A defesa da laicidade sem limites
numa Europa intercultural, onde muitas populações não se reconhecem em tal
valor, será afinal uma forma de extremismo? Os diferentes extremismos opõem-se
ou articulam-se? Quais as relações entre os jihadistas e os serviços secretos
ocidentais? Por que é que os jihadistas do Emirato Islâmico, que são agora
terroristas, eram combatentes de liberdade quando lutavam contra Kadhafi e
contra Assad? Como se explica que o Emirato Islâmico seja financiado pela
Arábia Saudita, Qatar, Kuwait e Turquia, todos aliados do Ocidente? Uma coisa é
certa: pelo menos na última década, a esmagadora maioria das vítimas de todos
os fanatismos (incluindo o islâmico) são populações muçulmanas não fanáticas.
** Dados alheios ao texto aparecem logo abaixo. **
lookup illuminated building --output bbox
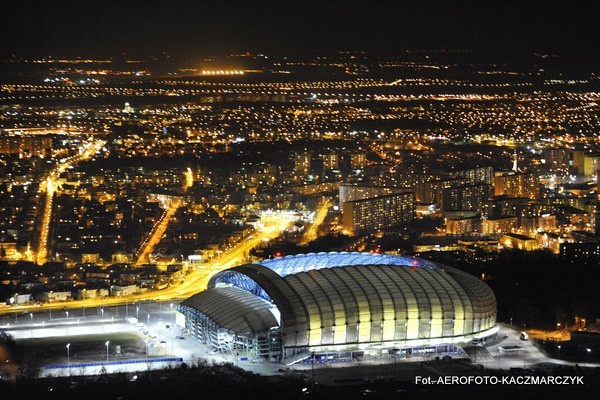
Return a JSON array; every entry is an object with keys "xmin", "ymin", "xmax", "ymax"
[
  {"xmin": 560, "ymin": 242, "xmax": 600, "ymax": 264},
  {"xmin": 482, "ymin": 217, "xmax": 517, "ymax": 235},
  {"xmin": 455, "ymin": 166, "xmax": 493, "ymax": 185},
  {"xmin": 342, "ymin": 192, "xmax": 414, "ymax": 234},
  {"xmin": 321, "ymin": 152, "xmax": 339, "ymax": 171},
  {"xmin": 0, "ymin": 135, "xmax": 53, "ymax": 157},
  {"xmin": 178, "ymin": 253, "xmax": 497, "ymax": 363},
  {"xmin": 339, "ymin": 183, "xmax": 406, "ymax": 204},
  {"xmin": 579, "ymin": 154, "xmax": 600, "ymax": 177},
  {"xmin": 349, "ymin": 152, "xmax": 367, "ymax": 170},
  {"xmin": 441, "ymin": 184, "xmax": 491, "ymax": 213},
  {"xmin": 293, "ymin": 151, "xmax": 311, "ymax": 174},
  {"xmin": 499, "ymin": 233, "xmax": 539, "ymax": 251},
  {"xmin": 493, "ymin": 172, "xmax": 539, "ymax": 199},
  {"xmin": 542, "ymin": 148, "xmax": 570, "ymax": 172},
  {"xmin": 445, "ymin": 216, "xmax": 481, "ymax": 235}
]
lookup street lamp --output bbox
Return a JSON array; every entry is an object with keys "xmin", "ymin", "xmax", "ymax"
[
  {"xmin": 587, "ymin": 348, "xmax": 591, "ymax": 363},
  {"xmin": 557, "ymin": 345, "xmax": 561, "ymax": 359},
  {"xmin": 105, "ymin": 341, "xmax": 110, "ymax": 361},
  {"xmin": 391, "ymin": 348, "xmax": 399, "ymax": 379},
  {"xmin": 65, "ymin": 311, "xmax": 69, "ymax": 319},
  {"xmin": 66, "ymin": 343, "xmax": 70, "ymax": 365},
  {"xmin": 311, "ymin": 352, "xmax": 316, "ymax": 389},
  {"xmin": 170, "ymin": 303, "xmax": 174, "ymax": 325},
  {"xmin": 136, "ymin": 306, "xmax": 139, "ymax": 321},
  {"xmin": 100, "ymin": 308, "xmax": 104, "ymax": 318},
  {"xmin": 30, "ymin": 313, "xmax": 33, "ymax": 322}
]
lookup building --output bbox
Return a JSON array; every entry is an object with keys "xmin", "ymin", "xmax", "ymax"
[
  {"xmin": 445, "ymin": 216, "xmax": 482, "ymax": 235},
  {"xmin": 560, "ymin": 242, "xmax": 600, "ymax": 264},
  {"xmin": 110, "ymin": 284, "xmax": 139, "ymax": 297},
  {"xmin": 0, "ymin": 135, "xmax": 53, "ymax": 156},
  {"xmin": 482, "ymin": 217, "xmax": 518, "ymax": 235},
  {"xmin": 499, "ymin": 233, "xmax": 539, "ymax": 251},
  {"xmin": 177, "ymin": 252, "xmax": 497, "ymax": 364},
  {"xmin": 493, "ymin": 172, "xmax": 539, "ymax": 199},
  {"xmin": 455, "ymin": 165, "xmax": 493, "ymax": 185},
  {"xmin": 293, "ymin": 151, "xmax": 311, "ymax": 174},
  {"xmin": 578, "ymin": 154, "xmax": 600, "ymax": 177},
  {"xmin": 321, "ymin": 152, "xmax": 339, "ymax": 171},
  {"xmin": 349, "ymin": 152, "xmax": 367, "ymax": 170},
  {"xmin": 542, "ymin": 148, "xmax": 570, "ymax": 172},
  {"xmin": 36, "ymin": 291, "xmax": 72, "ymax": 303},
  {"xmin": 441, "ymin": 184, "xmax": 491, "ymax": 213},
  {"xmin": 339, "ymin": 183, "xmax": 406, "ymax": 204},
  {"xmin": 111, "ymin": 251, "xmax": 133, "ymax": 264},
  {"xmin": 342, "ymin": 192, "xmax": 414, "ymax": 234}
]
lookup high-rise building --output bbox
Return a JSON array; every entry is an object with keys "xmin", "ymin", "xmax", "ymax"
[
  {"xmin": 542, "ymin": 148, "xmax": 570, "ymax": 171},
  {"xmin": 293, "ymin": 151, "xmax": 311, "ymax": 174},
  {"xmin": 482, "ymin": 217, "xmax": 518, "ymax": 235},
  {"xmin": 342, "ymin": 192, "xmax": 414, "ymax": 234},
  {"xmin": 455, "ymin": 166, "xmax": 494, "ymax": 185},
  {"xmin": 493, "ymin": 172, "xmax": 539, "ymax": 199},
  {"xmin": 321, "ymin": 152, "xmax": 339, "ymax": 171},
  {"xmin": 349, "ymin": 152, "xmax": 367, "ymax": 170},
  {"xmin": 339, "ymin": 183, "xmax": 407, "ymax": 204},
  {"xmin": 0, "ymin": 136, "xmax": 53, "ymax": 156},
  {"xmin": 441, "ymin": 184, "xmax": 491, "ymax": 212},
  {"xmin": 580, "ymin": 154, "xmax": 600, "ymax": 177}
]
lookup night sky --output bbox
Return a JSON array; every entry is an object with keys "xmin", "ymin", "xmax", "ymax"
[{"xmin": 1, "ymin": 0, "xmax": 599, "ymax": 58}]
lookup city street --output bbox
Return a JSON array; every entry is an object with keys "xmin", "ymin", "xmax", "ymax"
[{"xmin": 0, "ymin": 210, "xmax": 294, "ymax": 317}]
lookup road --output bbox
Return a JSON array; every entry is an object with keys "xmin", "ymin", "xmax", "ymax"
[
  {"xmin": 135, "ymin": 197, "xmax": 182, "ymax": 266},
  {"xmin": 299, "ymin": 196, "xmax": 332, "ymax": 245},
  {"xmin": 0, "ymin": 210, "xmax": 294, "ymax": 316},
  {"xmin": 35, "ymin": 138, "xmax": 106, "ymax": 264}
]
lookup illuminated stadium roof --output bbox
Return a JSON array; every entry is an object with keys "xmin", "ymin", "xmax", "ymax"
[
  {"xmin": 257, "ymin": 252, "xmax": 442, "ymax": 276},
  {"xmin": 180, "ymin": 252, "xmax": 497, "ymax": 353}
]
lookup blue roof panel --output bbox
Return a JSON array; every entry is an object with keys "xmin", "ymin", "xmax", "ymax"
[{"xmin": 257, "ymin": 252, "xmax": 441, "ymax": 277}]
O valor da vida. A repulsa total
e incondicional que os europeus sentem
perante estas mortes devem-nos fazer pensar por que razão não sentem a mesma repulsa perante um número
igual ou muito superior de mortes inocentes em resultado de conflitos que, no fundo,
talvez tenham algo a ver com a tragédia do Charlie Hebdo? No mesmo dia, 37
jovens foram mortos no Yemen num atentado a bomba. No ano passado, a invasão
israelense causou a morte de 2000 palestinos, dos quais cerca de 1500 civis e
500 crianças. No México, desde 2000, foram assassinados 102 jornalistas por
defenderem a liberdade de imprensa e, em Novembro de 2014, 43 jovens, em
Ayotzinapa. Certamente que a diferença na reação não pode estar baseada na
ideia de que a vida de europeus brancos, de cultura cristã, vale mais que a
vida de não europeus ou de europeus de outras cores e de culturas assentes
noutras religiões ou regiões. Será então porque estes últimos estão mais longe
dos europeus ou são pior conhecidos por eles? Mas o mandato cristão de amar o próximo
permite tais distinções? Será porque os grande media e os líderes políticos do
Ocidente trivializam o sofrimento causado a esses outros, quando não os
demonizam ao ponto de fazerem pensar que eles não merecem outra coisa?